Not sure you want to eat international fare? Here are some American recipes that will give you the same benefits that cultures around the world enjoy.

Butternut Soup

This recipe comes from Mickey Trescott at AutoimmuneWellness.com.

  • 1 tablespoon solid cooking fat
  • 1 onion, chopped
  • 4 cloves garlic, minced
  • 1 tablespoon minced fresh rosemary
  • 3 cups water
  • 4 lbs. whole chicken
  • 1 small butternut squash, peeled, de-seeded, and cubed
  • 1 teaspoon sea salt
  • 5 cups baby spinach
  • ½ lemon, juiced
  1. Place the solid cooking fat in the bottom of your Instant Pot and select the “saute” function. When the fat has melted and the pot is hot, add the onion, and cook, stirring, until translucent and lightly browned, about six minutes. Add the garlic and rosemary and cook for another 30 seconds, until aromatic.
  2. Put the water into the pot and turn off the heat. Add the chicken, squash, and sea salt to the pot. Lock the lid, and set your machine to pressure cook on the manual “high” setting for 16 minutes.
  3. When the machine indicates the dish is finished cooking, immediately place a towel over the steam valve, carefully opening with the use of a wooden spoon (careful — you can burn yourself easily here!) to quick-release the pressure. Once the steam is released, remove the lid, and allow to cool.
  4. Once the dish has cooled enough, remove the whole chicken from the pot, take off the meat, and place back in the pot with the spinach and lemon juice. Place back into the Instant Pot container to heat to temperature, and enjoy!
  5. If you are going to be portioning this soup into jars for storage in the freezer, allow it to cool completely and spend 24 hours in the refrigerator before doing so — the soup will have a better flavor when you reheat it!
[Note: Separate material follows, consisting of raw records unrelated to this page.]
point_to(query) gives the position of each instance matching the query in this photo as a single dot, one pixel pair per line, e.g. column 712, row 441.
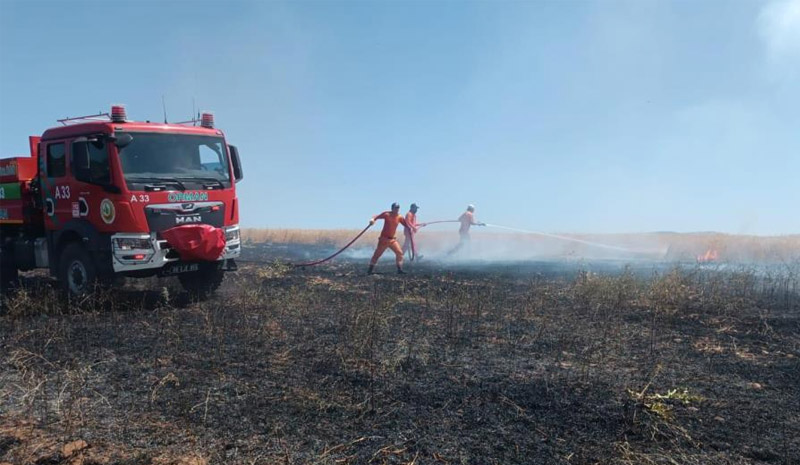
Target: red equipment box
column 17, row 169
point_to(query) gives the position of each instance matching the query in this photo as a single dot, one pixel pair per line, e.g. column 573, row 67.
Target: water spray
column 564, row 238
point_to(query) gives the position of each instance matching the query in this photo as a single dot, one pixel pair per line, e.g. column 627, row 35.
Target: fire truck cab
column 102, row 196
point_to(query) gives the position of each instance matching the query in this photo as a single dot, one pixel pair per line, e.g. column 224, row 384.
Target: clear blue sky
column 579, row 116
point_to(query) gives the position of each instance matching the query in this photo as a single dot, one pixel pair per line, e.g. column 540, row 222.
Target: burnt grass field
column 480, row 364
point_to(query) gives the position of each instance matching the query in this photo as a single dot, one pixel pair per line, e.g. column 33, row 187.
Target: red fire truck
column 101, row 196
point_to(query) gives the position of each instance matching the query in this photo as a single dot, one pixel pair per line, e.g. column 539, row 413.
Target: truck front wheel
column 204, row 282
column 8, row 271
column 77, row 271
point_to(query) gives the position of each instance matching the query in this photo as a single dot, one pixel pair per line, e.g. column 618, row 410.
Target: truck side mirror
column 238, row 174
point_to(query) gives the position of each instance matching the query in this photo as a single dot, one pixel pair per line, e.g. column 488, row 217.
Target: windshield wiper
column 161, row 180
column 206, row 179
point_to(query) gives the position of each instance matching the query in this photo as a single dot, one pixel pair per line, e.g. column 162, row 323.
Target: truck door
column 91, row 179
column 56, row 192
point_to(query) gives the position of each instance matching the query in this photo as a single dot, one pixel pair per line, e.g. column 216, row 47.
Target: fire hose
column 318, row 262
column 331, row 257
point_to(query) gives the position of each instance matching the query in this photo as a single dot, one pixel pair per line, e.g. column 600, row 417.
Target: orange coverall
column 388, row 239
column 408, row 232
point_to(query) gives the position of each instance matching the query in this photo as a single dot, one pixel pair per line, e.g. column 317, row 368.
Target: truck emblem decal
column 188, row 219
column 195, row 196
column 107, row 211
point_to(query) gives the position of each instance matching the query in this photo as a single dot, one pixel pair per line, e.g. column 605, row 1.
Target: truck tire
column 77, row 271
column 204, row 282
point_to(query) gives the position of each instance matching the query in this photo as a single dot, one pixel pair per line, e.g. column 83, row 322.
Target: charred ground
column 470, row 364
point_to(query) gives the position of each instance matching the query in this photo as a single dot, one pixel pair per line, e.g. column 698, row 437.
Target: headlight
column 232, row 233
column 132, row 243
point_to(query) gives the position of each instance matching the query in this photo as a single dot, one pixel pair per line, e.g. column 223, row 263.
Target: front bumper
column 160, row 253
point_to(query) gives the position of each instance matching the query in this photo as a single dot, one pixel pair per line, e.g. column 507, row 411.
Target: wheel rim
column 78, row 277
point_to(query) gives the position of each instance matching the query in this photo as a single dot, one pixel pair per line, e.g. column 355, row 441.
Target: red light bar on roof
column 118, row 113
column 207, row 120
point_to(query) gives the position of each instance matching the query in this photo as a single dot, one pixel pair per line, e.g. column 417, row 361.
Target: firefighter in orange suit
column 388, row 239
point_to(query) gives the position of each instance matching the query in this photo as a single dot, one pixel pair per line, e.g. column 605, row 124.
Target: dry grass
column 667, row 246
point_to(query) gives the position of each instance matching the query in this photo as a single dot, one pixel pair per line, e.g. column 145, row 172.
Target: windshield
column 151, row 157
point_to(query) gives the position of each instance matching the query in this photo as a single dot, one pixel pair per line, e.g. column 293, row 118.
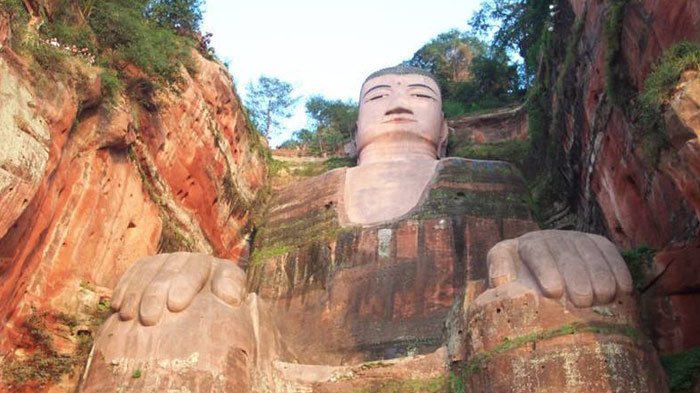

Sausage and Sweet Potato Soup

  • 1 tablespoon coconut oil
  • 1 onion, chopped
  • 3 cloves garlic, minced
  • 1 tablespoon minced fresh parsley
  • 3 cups bone broth
  • 1 lb. ground sausage, browned
  • 2 cups diced raw sweet potato
  • 1 teaspoon sea salt
  • 1/2 tsp. nutmeg
  • 3 cups kale, chopped
  1. Saute the onion and garlic in coconut oil until translucent.
  2. Put all ingredients except kale in a crock pot or soup pot and simmer until sweet potato is tender (20 minutes on stovetop, 2-3 hours in a crock pot).
  3. Add the kale and cook 2-3 minutes more, just until kale is wilted.